Mal da Yalan Mülk de Yalan

Ahirete İman

Peygamberimizin (s.a.s.) zühd hali nasıldı? Bir insan dünyada nasıl bir şuurla yaşamalıdır? Hak dostlarının dilinden dünya hayatı manzaraları.

Zühd, fakirlik değil; zengin-fakir her mü’mine gereken bir kalbî tavırdır. İlâhî takdir neticesinde zâhiren fakr u zarûret içinde yaşayan bir kimse, kalben dünyevî arzular peşindeyse, o da, zühd ve istiğnâ ehli sayılmaz. Zira zühd ve istiğnâ, kaderin sevkiyle mecbûren aza kanaat değil; irâdî olarak, kendi isteğiyle kalbi dünyaya esir olmaktan muhafaza etmektir.

PEYGAMBERİMİZİN ZÜHD HALİ

Rasûlullah sallâllâhu aleyhi ve sellem Efendimiz, zühd hâlini ne güzel târif buyurmuşlar:

“Dünyada zâhidlik, ne helâli haram bilmek ne de malı mülkü terk etmekledir. Dünyada zâhidlik, ancak Allâh’ın mülkünde olana kendi elindekinden daha fazla îtimâd etmen (yani rızka değil, Razzâkʼa güvenmen); başına bir musîbet geldiği ve yakanı bırakmadığı müddetçe, onun ecir ve mükâfâtından son derece ümitvâr olmandır.” (Tirmizî, Zühd, 29/2340)

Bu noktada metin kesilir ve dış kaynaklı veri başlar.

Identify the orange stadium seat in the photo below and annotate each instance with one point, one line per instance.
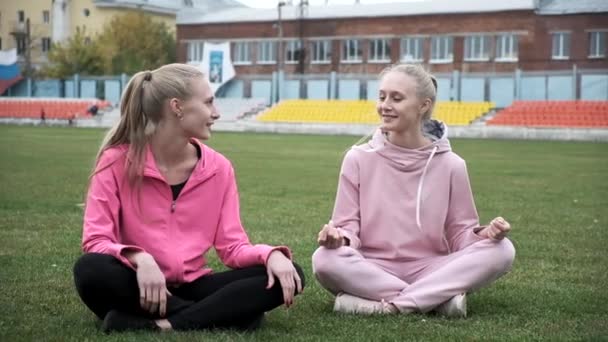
(579, 113)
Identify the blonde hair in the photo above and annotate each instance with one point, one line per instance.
(141, 109)
(426, 87)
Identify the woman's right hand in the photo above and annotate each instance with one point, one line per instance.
(152, 283)
(330, 237)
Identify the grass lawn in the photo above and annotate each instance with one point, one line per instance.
(555, 194)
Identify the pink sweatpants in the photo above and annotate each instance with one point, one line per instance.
(418, 285)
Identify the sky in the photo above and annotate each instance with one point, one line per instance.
(273, 3)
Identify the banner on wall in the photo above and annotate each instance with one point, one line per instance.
(217, 64)
(9, 69)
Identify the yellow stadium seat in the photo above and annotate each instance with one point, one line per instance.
(364, 112)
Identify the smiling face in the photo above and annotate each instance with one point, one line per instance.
(199, 111)
(398, 105)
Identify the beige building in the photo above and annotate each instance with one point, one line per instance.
(55, 20)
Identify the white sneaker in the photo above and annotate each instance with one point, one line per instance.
(455, 307)
(356, 305)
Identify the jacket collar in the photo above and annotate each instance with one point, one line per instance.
(205, 168)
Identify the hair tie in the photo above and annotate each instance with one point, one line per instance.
(434, 82)
(148, 75)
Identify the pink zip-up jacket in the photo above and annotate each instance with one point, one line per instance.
(401, 204)
(177, 233)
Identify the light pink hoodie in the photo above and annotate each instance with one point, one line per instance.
(400, 204)
(176, 233)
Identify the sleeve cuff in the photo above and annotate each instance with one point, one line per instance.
(354, 241)
(120, 249)
(283, 249)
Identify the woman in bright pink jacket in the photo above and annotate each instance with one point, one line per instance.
(158, 200)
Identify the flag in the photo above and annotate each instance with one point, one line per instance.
(9, 70)
(217, 64)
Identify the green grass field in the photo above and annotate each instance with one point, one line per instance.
(555, 194)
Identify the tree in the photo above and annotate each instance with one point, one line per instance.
(76, 55)
(133, 42)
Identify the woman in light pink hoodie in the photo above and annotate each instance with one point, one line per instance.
(158, 200)
(405, 235)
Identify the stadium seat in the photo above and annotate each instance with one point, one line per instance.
(364, 112)
(54, 108)
(553, 114)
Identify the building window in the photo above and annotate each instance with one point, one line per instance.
(195, 51)
(411, 49)
(561, 45)
(351, 52)
(441, 49)
(597, 44)
(506, 47)
(241, 53)
(20, 44)
(321, 51)
(267, 52)
(46, 44)
(379, 50)
(293, 51)
(477, 48)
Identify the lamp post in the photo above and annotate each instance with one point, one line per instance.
(280, 51)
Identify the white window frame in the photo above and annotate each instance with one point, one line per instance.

Hazret-i Mevlânâ ne güzel söyler:

“Dünya, Allah’tan gâfil olmaktır. Yoksa para, kumaş, kadın ve evlât sahibi olmak değildir. Seni oyalayıp Hak’tan gâfil kılan ne varsa, senin dünyan odur.”

MAL DA YALAN MÜLK DE YALAN

Yûnus Emre Hazretleri, dünya devre-mülkünün hakîkatini ne kadar da veciz bir şekilde dile getirir:

Mal sahibi, mülk sahibi,

Hani bunun ilk sahibi?

Mal da yalan, mülk de yalan,

Var biraz da sen oyalan!

EL KÂRDA GÖNÜL YÂRDA

Şâh-ı Nakşibend Hazretleri’nin yetiştirdiği büyük velîlerden Muhammed Pârisâ Hazretleri, hacca giderken yolu üzerinde uğradığı Bağdat şehrinde, nur yüzlü genç bir sarrafa rastlar. Gencin birçok müşteriyle durmadan alışveriş hâlinde olup zamanını aşırı dünyevî meşgûliyetlerle geçirdiğini zannederek üzülür. İçinden:

“Yazık! En güzel ibâdet edilecek bir çağda kendisini dünya meşgalesine kaptırmış!” der. Bir an murâkabeye varınca da altın alıp satan bu gencin kalbinin dâimâ Allah ile beraber olduğunu hayretle müşâhede eder. Yani âzâlar dünyevî meşgûliyette, fakat kalp zikreder hâlde, Rabbiyle beraber… Bu sefer:

“Mâşâallâh! El kârda, gönül Yârʼda!..” buyurarak genci takdîr eder.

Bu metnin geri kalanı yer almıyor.